The 59 HTLV-1 carriers came from 16 cities in Guangdong province. The overall infection rate of HTLV-1 was 1.81 per 100,000 (59/3, 262,271). We found that eastern Guangdong had the highest prevalence of HTLV-1 (5.33 per 100,000), followed by western Guangdong (2.54 per 100,000). The HTLV-1 prevalence rate in eastern Guangdong was significantly higher than that in the Pearl River Delta area (P<0.05). We also found that the prevalence in Shanwei, a coastal city in eastern Guangdong, was the highest (13.94 per 100,000), followed by Zhanjiang (5.31 per 100,000), a coastal city in southwestern Guangdong. The detailed information on cities and HTLV-1 prevalence is provided in Table 1, some of these data refer to our earlier studies[12].

Table 1

Demographic characteristics of the donors in Guangdong.
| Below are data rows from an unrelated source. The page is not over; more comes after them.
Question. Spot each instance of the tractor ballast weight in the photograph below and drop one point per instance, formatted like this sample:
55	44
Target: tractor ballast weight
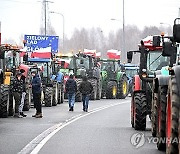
114	81
85	65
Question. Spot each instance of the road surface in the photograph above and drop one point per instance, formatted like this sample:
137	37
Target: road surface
104	129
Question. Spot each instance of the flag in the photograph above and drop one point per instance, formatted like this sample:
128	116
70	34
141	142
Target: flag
98	54
42	53
90	52
113	54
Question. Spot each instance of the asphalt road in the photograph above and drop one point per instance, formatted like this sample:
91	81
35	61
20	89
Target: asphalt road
104	129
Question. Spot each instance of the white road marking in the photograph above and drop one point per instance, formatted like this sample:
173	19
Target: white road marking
37	143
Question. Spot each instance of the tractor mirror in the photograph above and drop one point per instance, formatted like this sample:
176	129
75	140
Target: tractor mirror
62	64
98	59
25	57
129	56
1	53
176	30
167	49
156	41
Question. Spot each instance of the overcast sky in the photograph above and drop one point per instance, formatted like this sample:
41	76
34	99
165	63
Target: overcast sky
19	17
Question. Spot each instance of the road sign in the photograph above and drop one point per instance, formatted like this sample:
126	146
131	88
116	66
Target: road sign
36	42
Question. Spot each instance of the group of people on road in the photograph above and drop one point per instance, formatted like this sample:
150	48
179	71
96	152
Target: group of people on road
19	93
85	88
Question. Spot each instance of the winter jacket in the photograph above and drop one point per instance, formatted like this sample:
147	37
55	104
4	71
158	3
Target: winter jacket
85	87
17	85
24	82
71	86
36	84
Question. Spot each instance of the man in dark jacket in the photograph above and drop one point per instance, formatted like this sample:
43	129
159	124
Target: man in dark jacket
17	88
85	88
71	88
23	93
36	91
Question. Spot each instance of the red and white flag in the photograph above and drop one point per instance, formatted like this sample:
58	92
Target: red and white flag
113	54
90	52
42	53
98	54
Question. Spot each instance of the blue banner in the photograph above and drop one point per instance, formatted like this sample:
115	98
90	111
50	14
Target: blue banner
36	42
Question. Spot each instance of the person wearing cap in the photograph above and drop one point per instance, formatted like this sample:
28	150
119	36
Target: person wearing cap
36	91
23	93
86	89
17	88
71	88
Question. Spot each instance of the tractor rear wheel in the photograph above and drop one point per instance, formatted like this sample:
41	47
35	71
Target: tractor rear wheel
4	101
161	129
140	107
172	117
48	96
111	91
122	88
99	89
155	101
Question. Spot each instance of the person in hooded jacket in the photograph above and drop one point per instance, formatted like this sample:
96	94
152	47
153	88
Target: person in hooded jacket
71	88
86	89
36	91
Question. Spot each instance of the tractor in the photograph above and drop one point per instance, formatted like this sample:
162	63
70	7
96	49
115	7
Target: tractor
51	89
166	101
151	62
114	81
85	65
9	63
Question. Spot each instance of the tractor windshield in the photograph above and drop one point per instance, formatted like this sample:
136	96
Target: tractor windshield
107	66
12	59
155	60
82	62
131	72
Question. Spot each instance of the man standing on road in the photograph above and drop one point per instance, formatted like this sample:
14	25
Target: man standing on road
85	88
71	88
17	88
23	78
36	90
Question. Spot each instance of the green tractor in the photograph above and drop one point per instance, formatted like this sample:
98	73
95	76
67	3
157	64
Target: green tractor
114	81
85	65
Geographic regions	Sample, NO.	Confirmed HTLV (+)		OR(95%Cl)	P value
		Sample, NO. Prevalence (per 100,000)			P value
Place
Overall	3,262,271	59	1.81	1
Pearl River Delta
Guangzhou	1,014,424	11	1.08	0.6(0.32–1.14)	0.071
Foshan	326,122	6	1.84	1.02(0.44–2.36)	0.546
Dongguan	170,672	3	1.76	0.97(0.31–3.1)	0.628
Huizhou	191,181	5	2.62	1.45(0.58–3.6)	0.28
ZhuHai	59,378	1	1.68	0.93(0.13–6.72)	0.709
Shenzhen	139,147	4	2.87	1.59(0.58–4.38)	0.257
Jiangmen	118,185	2	1.69	0.94(0.23–3.83)	0.64
Zhongshan	137,048	1	0.73	0.4(0.06–2.91)	0.298
Zhaoqing	110,982	0	0	0	0.139
East Guangdong
Chaozhou	24,645	0	0	0	0.641
Shantou	85,557	3	3.51	1.94(0.61–6.19)	0.211
Shanwei	43,027	6	13.94	7.71(3.33–17.86)	<0.001*
Jieyang	90,650	4	4.41	2.44(0.89–6.72)	0.091
West Guangdong
Yunfu	70,134	1	1.43	0.79(0.11–5.69)	0.639
Yangjiang	64,965	0	0	0	0.312
Maoming	147,859	2	1.35	0.75(0.18–3.06)	0.504
Zhanjiang	150,629	8	5.31	2.94(1.4–6.15)	0.009*
North Guangdong
Shaoguan	154,946	1	0.65	0.36(0.05–2.58)	0.238
Heyuan	42,440	0	0	0	0.466
Meizhou	94,374	1	1.06	0.59(0.08–4.23)	0.494
Qingyuan	25906	0	0	0	0.627
Regions
Pearl River Delta	2,267,139	33	1.46	1
East Guangdong	243,879	13	5.33	3.66(1.93–6.96)	<0.001*
West Guangdong	433,587	11	2.54	1.74(0.88–3.45)	0.084
North Guangdong	317,666	2	0.63	0.43(0.1–1.8)	0.179

Demographic characteristics of HTLV-1 infected blood donors

The demographic information (age, sex, donation history and ethnicity) of 59 confirmed HTLV-1 infected BDs is shown in Table 2. The infected donors were born in eight different provinces, of which five were non-coastal areas. However, all of the donors lived in southeastern coastal areas. Of the 46 donors born in Guangdong province, 19 were born in eastern Guangdong, 12 were born in western Guangdong, 14 were born in Pearl River Delta area and only 1 was born in northern Guangdong. Of the additional 13 donors who were not born in Guangdong, 7 were born in Fujian province, 1 was born in Zhejiang province, 3 were born elsewhere in southwestern China, and 2 were born in central China.

Table 2

Demographic characteristics of HTLV testing confirmed-positive donors.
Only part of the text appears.